I have done some beta testing with PostgreSQL 7.4beta2.
I have run a simple set of SQL statements 1 million times:
-- START TRANSACTION ISOLATION LEVEL READ COMMITTED;
INSERT INTO t_data (data) VALUES ('2500');
UPDATE t_data SET data = '2500' WHERE data = '2500';
DELETE FROM t_data WHERE data = '2500';
-- COMMIT;
The interesting thing was that my postmaster needed around 4mb of RAM
when I started running my test script using ...
psql test < script.sql
After about 2 1/2 hours the backend process already needed 11mb of ram.
looking at the output of top you can see that it seems to be in the
shared memory area:
PID USER PRI NI SIZE RSS SHARE STAT %CPU %MEM TIME COMMAND
28899 hs 39 19 11456 11M 10620 R N 89.8 2.9
150:23 postmaster
this seems very surprising to me because I have no explanation why
PostgreSQL should consume so much more memory than at the beginning of
the test.
There are no trigger or something like that around.
The table I am working on consist of two columns (one timestamp, one int4).
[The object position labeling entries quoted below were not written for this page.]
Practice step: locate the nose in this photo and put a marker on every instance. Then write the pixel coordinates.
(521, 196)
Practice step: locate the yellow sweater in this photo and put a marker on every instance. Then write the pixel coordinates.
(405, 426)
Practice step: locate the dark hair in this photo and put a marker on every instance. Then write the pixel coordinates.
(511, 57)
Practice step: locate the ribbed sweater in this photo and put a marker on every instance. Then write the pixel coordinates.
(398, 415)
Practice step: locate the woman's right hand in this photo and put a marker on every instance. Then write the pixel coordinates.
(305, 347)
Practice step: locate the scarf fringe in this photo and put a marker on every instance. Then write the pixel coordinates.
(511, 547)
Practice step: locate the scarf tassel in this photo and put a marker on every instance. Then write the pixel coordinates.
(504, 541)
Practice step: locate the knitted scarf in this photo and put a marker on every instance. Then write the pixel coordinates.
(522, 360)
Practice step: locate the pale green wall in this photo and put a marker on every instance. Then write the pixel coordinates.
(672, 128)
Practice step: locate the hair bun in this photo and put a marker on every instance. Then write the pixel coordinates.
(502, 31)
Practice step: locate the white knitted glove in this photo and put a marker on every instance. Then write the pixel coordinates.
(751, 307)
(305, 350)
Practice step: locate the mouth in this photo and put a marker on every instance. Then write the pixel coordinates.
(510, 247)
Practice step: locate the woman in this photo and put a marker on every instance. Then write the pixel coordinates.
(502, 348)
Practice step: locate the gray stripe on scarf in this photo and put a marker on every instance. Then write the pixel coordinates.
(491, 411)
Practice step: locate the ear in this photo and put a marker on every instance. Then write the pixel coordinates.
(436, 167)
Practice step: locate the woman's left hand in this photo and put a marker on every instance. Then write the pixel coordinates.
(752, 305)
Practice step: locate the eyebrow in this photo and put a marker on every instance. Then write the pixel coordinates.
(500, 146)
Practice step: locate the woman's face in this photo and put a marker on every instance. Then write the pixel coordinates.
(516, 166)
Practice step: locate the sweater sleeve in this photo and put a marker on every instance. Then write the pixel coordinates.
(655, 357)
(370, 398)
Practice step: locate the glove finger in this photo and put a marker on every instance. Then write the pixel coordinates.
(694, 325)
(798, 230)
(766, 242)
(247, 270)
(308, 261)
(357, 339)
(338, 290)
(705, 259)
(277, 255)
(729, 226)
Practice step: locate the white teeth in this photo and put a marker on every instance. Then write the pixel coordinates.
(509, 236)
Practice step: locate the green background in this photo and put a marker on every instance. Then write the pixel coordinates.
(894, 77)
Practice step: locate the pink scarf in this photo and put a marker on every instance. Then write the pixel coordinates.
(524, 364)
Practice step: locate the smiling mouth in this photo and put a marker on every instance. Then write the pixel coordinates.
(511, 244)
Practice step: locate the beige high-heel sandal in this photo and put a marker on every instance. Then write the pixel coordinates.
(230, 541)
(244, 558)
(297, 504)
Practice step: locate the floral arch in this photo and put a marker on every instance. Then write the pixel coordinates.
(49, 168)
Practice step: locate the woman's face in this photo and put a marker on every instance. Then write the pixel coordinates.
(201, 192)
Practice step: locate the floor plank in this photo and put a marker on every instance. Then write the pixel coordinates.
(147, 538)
In addition to that I have made a test with a different set of SQL
statements. I have tried 1500 concurrent transaction on my good old AMD
Athlon 500 box running RedHat Linux. It worked out pretty fine. The
thing I came across was that my memory consumption raised during the
first two hours of my test (from about 1 1/2 gigs to 1.7 gigs ram).
pretty surprising as well.
does anybody have an explanation for this behaviour?
Regards,
Hans
I have run 1500 concurrent transactions on an AMD Athlon box (RedHat 9).